27.3.2026 – 26.10.2026 | Stadtmuseum Innsbruck

Simon Benedikt Faistenberger, Krönung Mariens in Gewölbearchitektur, o.J.

Ein intimer Triumph

Die Grafische Sammlung der Tiroler Landesmuseen bewahrt den weltweit größten Bestand an Grafiken des Tiroler Barock. Die Ausstellung „Weltentfaltung: Zeichnungen des Tiroler Barock“ öffnet für uns das Blatt als Denkraum des Werdens: Figuren steigen aus dem Grund hervor, Draperien geraten in Bewegung, Himmelsräume wölben sich in kühnen Perspektiven. Dr. Ralf Bormann, Leiter der Sammlung, hat die Metapher der Falte, wie sie Gilles Deleuze in seinem Buch „Die Falte: Leibniz und der Barock“ (1988) erläutert, als Leitmotiv der Ausstellung gewählt.
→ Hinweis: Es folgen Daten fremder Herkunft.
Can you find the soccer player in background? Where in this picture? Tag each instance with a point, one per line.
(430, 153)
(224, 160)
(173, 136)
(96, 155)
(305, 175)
Die Falte trennt nicht Innen und Außen, sie verschränkt sie. Genau dies geschieht im zeichnerischen Akt: Jede Schraffur birgt Tiefe, jede Kurve eine implizite Fortsetzung. Der Barock ist bei Deleuze die Epoche, die Falten ins Unendliche treibt, und in den Tiroler Zeichnungen sehen wir genau diese Bewegung – eine Welt, die sich nicht in Punkten, sondern in Kurven artikuliert. Wenn wir die feinen Rötelzeichnungen eines Paul Troger (1698, Welsberg im Pustertal – 1762, Wien) studieren, sehen wir mehr als anatomische Studien. Wir erblicken die Trennung zwischen dem „unteren Stockwerk“ der Materie und dem „oberen Stockwerk“ der Seele, die Deleuze so meisterhaft beschrieb. Das Kleine enthält das Große; im Fragment ist bereits das Fresko angelegt. Die Ausstellung macht diese Blätter als autonome Ereignisse sichtbar, in denen sich das Sakrale und das Profane ineinander verwinden. Betrachtung wird damit selbst zur Bewegung: ein Mitvollzug jener Faltungen, in denen sich Welt im Denken formiert.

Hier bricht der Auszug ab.